A partir de 2006, Bolivia atravesó un nuevo ciclo de transformación política. La nacionalización de los hidrocarburos, el fortalecimiento del Estado y la implementación de políticas de transferencia de ingresos permitieron una reducción significativa de la pobreza y una ampliación de derechos. Desde una perspectiva institucionalista, se buscó recuperar la capacidad estatal para regular el mercado y redistribuir la riqueza; desde una mirada realista, estos cambios respondieron a una nueva correlación de fuerzas que incorporó a sectores históricamente excluidos.

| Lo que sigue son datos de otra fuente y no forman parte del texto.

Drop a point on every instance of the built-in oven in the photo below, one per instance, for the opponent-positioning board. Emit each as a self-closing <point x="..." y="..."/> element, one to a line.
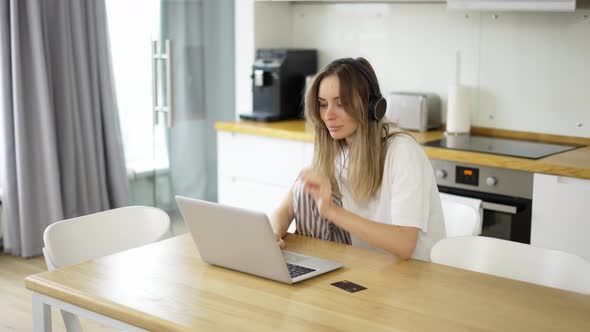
<point x="506" y="195"/>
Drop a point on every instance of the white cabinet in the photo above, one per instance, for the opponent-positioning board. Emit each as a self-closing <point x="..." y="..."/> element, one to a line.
<point x="256" y="172"/>
<point x="561" y="214"/>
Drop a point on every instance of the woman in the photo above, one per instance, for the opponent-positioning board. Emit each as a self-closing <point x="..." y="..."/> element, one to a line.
<point x="368" y="185"/>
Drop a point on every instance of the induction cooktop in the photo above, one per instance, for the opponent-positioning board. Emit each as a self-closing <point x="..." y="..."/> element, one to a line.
<point x="501" y="146"/>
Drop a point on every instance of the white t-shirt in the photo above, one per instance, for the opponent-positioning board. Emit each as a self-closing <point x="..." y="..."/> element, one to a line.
<point x="408" y="195"/>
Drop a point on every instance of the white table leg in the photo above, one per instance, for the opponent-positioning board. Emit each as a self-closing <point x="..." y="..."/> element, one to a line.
<point x="41" y="314"/>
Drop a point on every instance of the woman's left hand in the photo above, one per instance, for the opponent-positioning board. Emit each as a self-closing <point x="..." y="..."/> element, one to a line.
<point x="319" y="187"/>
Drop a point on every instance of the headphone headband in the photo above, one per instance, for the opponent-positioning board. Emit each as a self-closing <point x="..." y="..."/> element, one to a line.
<point x="366" y="73"/>
<point x="377" y="104"/>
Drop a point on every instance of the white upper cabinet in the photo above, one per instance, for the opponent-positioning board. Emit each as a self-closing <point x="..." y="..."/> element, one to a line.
<point x="514" y="5"/>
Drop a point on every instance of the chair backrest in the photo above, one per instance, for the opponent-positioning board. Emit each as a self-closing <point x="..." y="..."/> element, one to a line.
<point x="463" y="216"/>
<point x="76" y="240"/>
<point x="514" y="260"/>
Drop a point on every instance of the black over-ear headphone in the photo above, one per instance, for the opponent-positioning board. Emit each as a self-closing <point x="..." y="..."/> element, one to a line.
<point x="377" y="104"/>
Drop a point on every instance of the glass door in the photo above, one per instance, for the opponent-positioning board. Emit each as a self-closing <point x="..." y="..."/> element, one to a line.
<point x="158" y="64"/>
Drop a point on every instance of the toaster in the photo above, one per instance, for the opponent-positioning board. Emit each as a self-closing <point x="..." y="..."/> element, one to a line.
<point x="414" y="110"/>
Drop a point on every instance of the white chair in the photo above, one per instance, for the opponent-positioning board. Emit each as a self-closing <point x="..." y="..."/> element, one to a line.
<point x="514" y="260"/>
<point x="76" y="240"/>
<point x="463" y="215"/>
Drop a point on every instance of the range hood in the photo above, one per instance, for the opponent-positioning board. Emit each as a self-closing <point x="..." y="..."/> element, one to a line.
<point x="518" y="5"/>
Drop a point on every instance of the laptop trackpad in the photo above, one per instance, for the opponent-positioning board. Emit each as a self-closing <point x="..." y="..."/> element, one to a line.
<point x="293" y="258"/>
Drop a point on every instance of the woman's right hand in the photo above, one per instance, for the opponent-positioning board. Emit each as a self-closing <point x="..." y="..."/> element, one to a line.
<point x="280" y="241"/>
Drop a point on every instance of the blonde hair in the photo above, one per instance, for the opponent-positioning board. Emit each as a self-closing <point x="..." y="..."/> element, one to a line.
<point x="367" y="151"/>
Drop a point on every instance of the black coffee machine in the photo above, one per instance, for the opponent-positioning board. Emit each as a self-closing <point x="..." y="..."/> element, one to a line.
<point x="278" y="83"/>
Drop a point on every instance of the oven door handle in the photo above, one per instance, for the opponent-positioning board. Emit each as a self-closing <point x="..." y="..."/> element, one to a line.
<point x="499" y="207"/>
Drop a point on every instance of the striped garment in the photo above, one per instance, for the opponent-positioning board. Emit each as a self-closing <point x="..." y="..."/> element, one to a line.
<point x="308" y="221"/>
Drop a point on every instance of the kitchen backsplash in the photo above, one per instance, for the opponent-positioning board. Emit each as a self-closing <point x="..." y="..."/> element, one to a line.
<point x="526" y="71"/>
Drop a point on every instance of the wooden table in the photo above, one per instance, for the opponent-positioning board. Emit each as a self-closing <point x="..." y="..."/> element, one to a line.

No obstante, este proceso estuvo atravesado por contradicciones estructurales. El discurso de descolonización y justicia social convivió con la profundización de un modelo extractivista. La redistribución del ingreso se sostuvo sobre rentas provenientes de recursos naturales, sin una transformación sustancial de la matriz productiva. A ello se sumó una creciente intransparencia en la gestión pública, con debilitamiento de los mecanismos de control institucional y rendición de cuentas. Desde el institucionalismo, esta opacidad erosiona la calidad de las instituciones; desde una perspectiva clásica, implica un alejamiento del poder respecto del bien común.
Estas tensiones desembocan en el escenario actual de estanflación, caracterizado por estancamiento económico y presiones inflacionarias. El agotamiento del ciclo de altos ingresos, la reducción de reservas y la falta de diversificación productiva limitan la capacidad del Estado para sostener políticas redistributivas, mientras el aumento del costo de vida deteriora el poder adquisitivo de la población. La estanflación revela los límites de un modelo que no resolvió sus contradicciones estructurales y expone cómo la desigualdad económica vuelve a traducirse en desigualdad política.
En conclusión, el análisis de las revoluciones, los modos de producción y las teorías políticas permite comprender que la desigualdad es un fenómeno históricamente construido, vinculado a relaciones de poder e instituciones concretas. El caso boliviano demuestra que la reducción de las desigualdades requiere no solo redistribución de ingresos, sino también transparencia, fortalecimiento institucional y una transformación profunda del modelo productivo. Sin estos elementos, los avances logrados resultan frágiles y reversibles, y el poder pierde su capacidad de orientar el desarrollo hacia una sociedad más justa e inclusiva.